[QUIZ] Sampling (#39)

Jacob Fugal · Jul 15, 2005

=20
If by definition a random sample has to be uniform over the
range/population it samples, you are correct. Although even by such
definition it's possible that the last number would be this low in a
uniform sampling, the odds are very low. And I know that my script
doesn't uniformly sample the range, as I said before. I coded it to
be fast yet still meet the letter of the requirements.

We can concede this. I still believe that the *spirit* of the
requirements was a Uniform Random Distribution.

... and neither is any algorithm that
frequently generates 999999xxx for the last several entries.

This statement I contest. I showed in my other post that the
probability the last number is 999999xxx is greater than 99%.
Expanding that calculation (I can show the work upon request) the
probability all the last ten numbers being 999999xxx is 93.5%. Getting
small enough that you'll see some 999998xxx numbers in the last ten
every now and then, but still quite likely. Chances that you'll see a
999997xxx number in the last ten: 0.05% (about once out of every 2000
trials)

Jacob Fugal

jason r tibbetts · Jul 15, 2005

Wybo said:
I'll just wait until the last and final specification comes out...

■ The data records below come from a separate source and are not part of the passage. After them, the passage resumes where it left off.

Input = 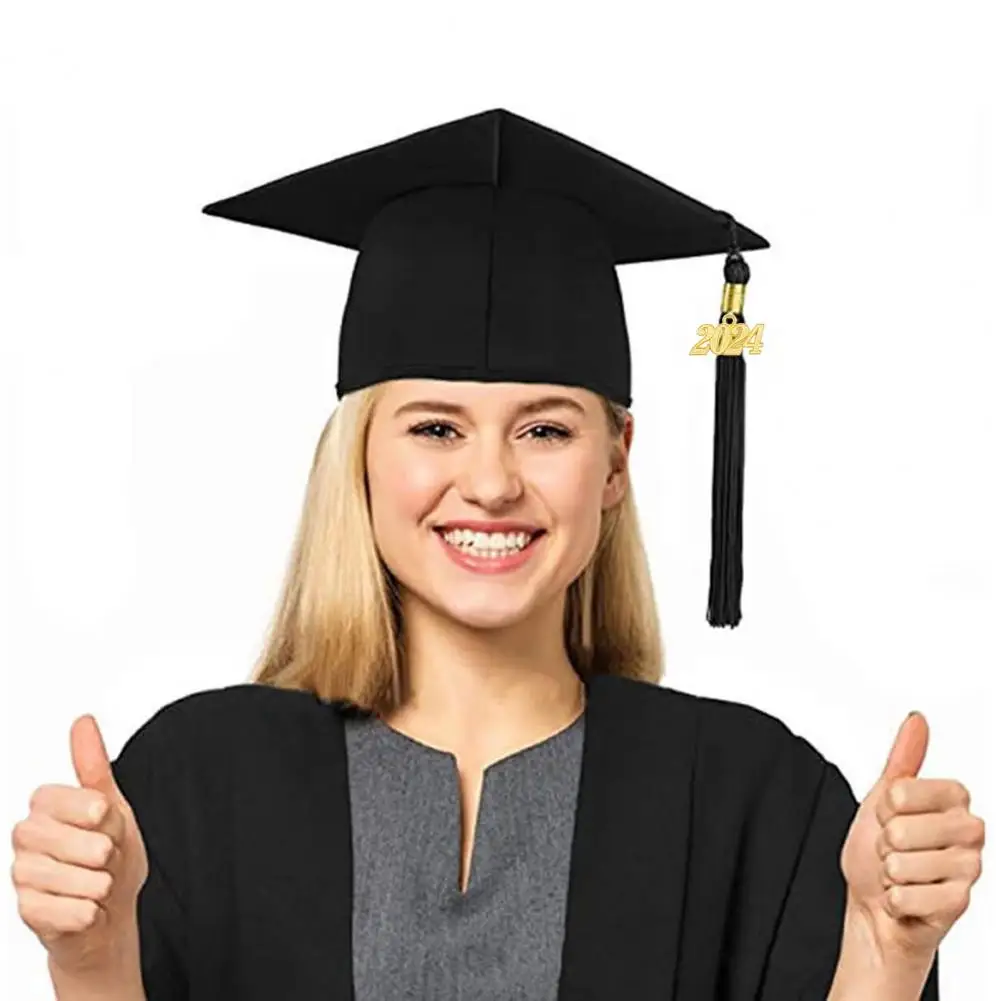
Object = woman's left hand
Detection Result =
[841,713,985,965]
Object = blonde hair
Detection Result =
[249,383,662,713]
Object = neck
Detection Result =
[383,595,585,761]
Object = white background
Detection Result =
[0,0,1001,1001]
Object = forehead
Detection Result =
[379,378,600,416]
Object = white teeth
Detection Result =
[442,529,532,558]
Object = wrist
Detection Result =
[828,903,935,1001]
[48,929,145,1001]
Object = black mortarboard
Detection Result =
[202,108,769,626]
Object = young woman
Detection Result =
[14,109,984,1001]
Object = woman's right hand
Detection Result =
[11,716,149,977]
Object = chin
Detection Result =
[435,601,533,630]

From the original posting:

Your program should output exactly the requested number of members from the
defined range to STDOUT, one number per line. Each member must be unique and
they should appear in sorted order.

The only thing that was left out of the original was the requirement
that the values be random.

David Brady · Jul 15, 2005

Belorion said:
I think Jim's point was that if your last digit is 462470382 then you
don't have a random sample... which is specified as a criteria for the
quiz.

"People who think about this topic almost invariably get into
philosophical discussions about what the word "random" means. In a
sense, there is no such thing as a random number; for example, is 2 a
random number?"
-- Donald Knuth, The Art of Computer Programming, Vol II (2nd Edition),
page 2.

Knuth, in turn, quotes John Von Neumann, on the preceding page:
"Any one who considers arithmetical methods of producing random digits
is, of course, in a state of sin."

Knuth goes on to quantify various properties of randomness; Cassio's
method fails the very first one (uniform distribution). But meh: Cassio
has just steeped in the evil a little longer.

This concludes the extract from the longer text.